I started out at an easy pace and then I threw a few tempo miles in the middle, and then I ran the last couple miles at an easy pace. This run went by so much faster than I could have hoped for. I didn't bring any fuel with me and I didn't stop for water. (It was a cool 60 degrees when I left) When I got back from my run. I refueled with a huge lunch and birthday cake for dinner.
Friday 4/4- (3.79 miles @ 8:31 average pace) I ran a shakeout run mostly just to get the soreness out of my legs and it was a really nice day.
Saturday 4/5 -Rest- My husband had a cold and he has passed it on to me....
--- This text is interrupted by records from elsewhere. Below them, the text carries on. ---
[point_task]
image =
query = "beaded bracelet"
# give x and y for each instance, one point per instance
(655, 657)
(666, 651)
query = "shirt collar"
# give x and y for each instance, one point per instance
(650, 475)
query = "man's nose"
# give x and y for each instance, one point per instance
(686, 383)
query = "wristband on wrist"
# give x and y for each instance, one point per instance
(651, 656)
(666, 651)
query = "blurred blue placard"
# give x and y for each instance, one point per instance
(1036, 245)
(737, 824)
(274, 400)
Sunday 4/6- 6 miles (1 mile warm up, 5 miles HM pace) I was feeling a little sick (mostly sinus issues). I really wanted to nail this workout. I ran a mile as a warm up and then I stopped my Garmin, stretched, and I did a few strides to warm up. Here are the splits:
Mile 1-8:13 (warm up)
Mile 2- 7:23
Mile 3- 7:30
Mile 4- 7:22
Mile 5- 7:29
Mile 6- 7:34
I was hoping that my splits would have been closer to 7:15 per mile. My goal for the Mustang half is to run a sub 1:35 half marathon. I need to hit 7:15 per mile. But, I am just coming back from taking a week off and this was my first speed workout since then. I'm taking this workout with a grain of salt.
Monday 4/7- (3.79 miles @ 8:26 pace) I ran almost 4 miles at a recovery pace. I went to Sunset Park for the change of scenery.
I feel like I started tapering for this race early because of my groin strain. I'm starting to get nervous and doubt my training. The next 12 days are going to be so much fun.... (That's my attempt at sarcasm).